I’m also still not sure if C&H was a strip to rank with the best that newspapers ever saw, but I think it’s pretty clear it’s the best strip we’ve seen in the last twenty years. (I’d also rate the best of Berke Breathed’s Bloom County as being something of lasting importance; if there was a complete BC, I might buy it.) It’s nice to know that Watterson’s work, unlike that of some great cartoonists, won’t have to wait until decades after the artist’s passing to end up in a definitive, complete collection.

Meanwhile, if September seems a long time away or $150 sounds like a lot of money, you can read Calvin strips for free here.

3 comments on “The Return (Sort of) of Calvin and Hobbes”

  1. I’m sure my comments reflect how embarrassingly young I am, but for the sake of discussion:.

    Before C & H, I don’t remember reading any strip that treated reality as subjective or succeeded in aspiring to be more than a gag-a-day routine without coming across as cheesy or pretentious. And it was the only strip that was really gorgeous to look at. In fact, the only strip I see today that matches C & H’s visuals is Mutts.

    Granted, I don’t know much about the classic strips. Peanuts, Pogo, and Terry & the Pirates are the only ones I enjoy. (I’ve been meaning to get my hands on some of the old Disney comics.) Yet I think it’s safe to say that C & H was influential enough to warrant a spot among the greatest strips ever drawn. You just have to turn to the comics page to see that influence. Everyone and their granddaddy uses the subjective reality gag now.

    ‘Course having said all that, I’m not sure I’m willing to plunk down 150 big ones for strips I’ve already got collected elsewhere.

  2. I’m curious as to whether the various commentaries and articles that Watterson wrote for the earlier collections will be included or not. I would hope so, but I’m guessing that they’re not.

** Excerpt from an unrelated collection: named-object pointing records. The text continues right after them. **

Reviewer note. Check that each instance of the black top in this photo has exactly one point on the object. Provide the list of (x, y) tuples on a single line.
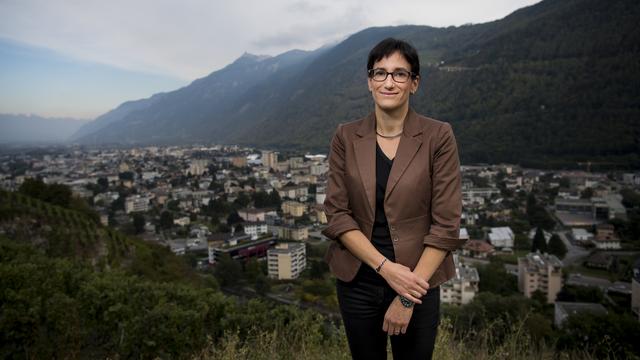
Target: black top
[(380, 238)]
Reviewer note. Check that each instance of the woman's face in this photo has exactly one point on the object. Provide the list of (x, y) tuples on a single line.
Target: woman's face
[(390, 95)]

    Watterson gave some of the history of the strip and some of his battles with his syndicate coverage in those pieces, and if this new volume is intended to be complete and historically accurate, those articles should be included.

  3. It’s sad a generation of kids thinks of Calvin as merely that kid who’s stuck on the back of car windows peeing on things like rival auto logos and numbers of NASCAR drivers.

    Therefore I’ll be looking forward to seeing the real deal back in action.